Al comenzar la película, el asesino está a la espera. Si una persona no soporta el tedio, nos dice, este trabajo no es para ella. Al contrario de lo que prometen los créditos y la publicidad de The Killer, todo este primer capítulo, situado en París, se trata de acecho tibio. Asesinar es el atestiguamiento diario de una ausencia, el blanco, deseando que aparezca para al fin cobrar e irse a casa, como cualquier empleado. “No soy excepcional”, dice el asesino. En estos momentos de narración abundante el protagonista se describe como un engrane diminuto en un sistema imperturbable por su funcionamiento: si está, su presencia es mínima, casi imperceptible; si no está, es reemplazable. Fincher no parece describir de este modo un trabajo fuera de lo ordinario, sino todos los empleos del mundo en la maquinaria capitalista.
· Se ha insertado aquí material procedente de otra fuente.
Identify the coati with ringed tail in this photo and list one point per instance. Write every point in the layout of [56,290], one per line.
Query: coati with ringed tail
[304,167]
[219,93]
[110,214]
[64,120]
Su asesino es la representación excéntrica, aunque más entretenida, de los demás trabajadores.

Por ello Fincher llena la pantalla con iconografía alusiva a los temas: el primer capítulo se sitúa en una oficina abandonada de WeWork y el asesino consigue su almuerzo en McDonald’s. Mientras espera a que el blanco aparezca en la mira de su rifle, se pone audífonos para escuchar a los Smiths, como cualquier godín que se identifique con el joven Morrissey al lamentarse de no tener trabajo y luego de haber conseguido uno. En medio de la espera, el asesino hace yoga para darles mantenimiento al cuerpo y la cabeza, y más a delante lo vemos pasar a menudo por trámites aeroportuarios. Cuando James Bond viaja, el montaje lo hace aparecer en uno y otro destino turístico sin burocracia de por medio, pero el protagonista de The Killer hace filas y viaja en clase económica porque Fincher quiere hacerlo ver más como un vendedor viajero o un conferencista invitado a alguna convención de aspiradoras, que como una glamorosa parca.

The Killer, Netflix (2023), de David Fincher.

El colmo es que la escena más emocionante de la primera misión se construye a partir de una serie de mantras cuando el asesino está a punto de apretar el gatillo. En cada plano vemos sus acciones, preparándose para disparar, contrastado con otro en el que vemos a través de su mira y lo oímos recitar una breve oración: “Apégate al plan. Anticipa, no improvises. No confíes en nadie. Nunca cedas la ventaja […] La empatía es debilidad […] A esto debes comprometerte si quieres triunfar”. En términos cinematográficos, es una manera original de construir tensión; temáticamente, Fincher vincula a su personaje con los empleados de ciertas corporaciones, obligados a memorizar frases de inspiración que cantan en grupo cada mañana, anhelando también el éxito.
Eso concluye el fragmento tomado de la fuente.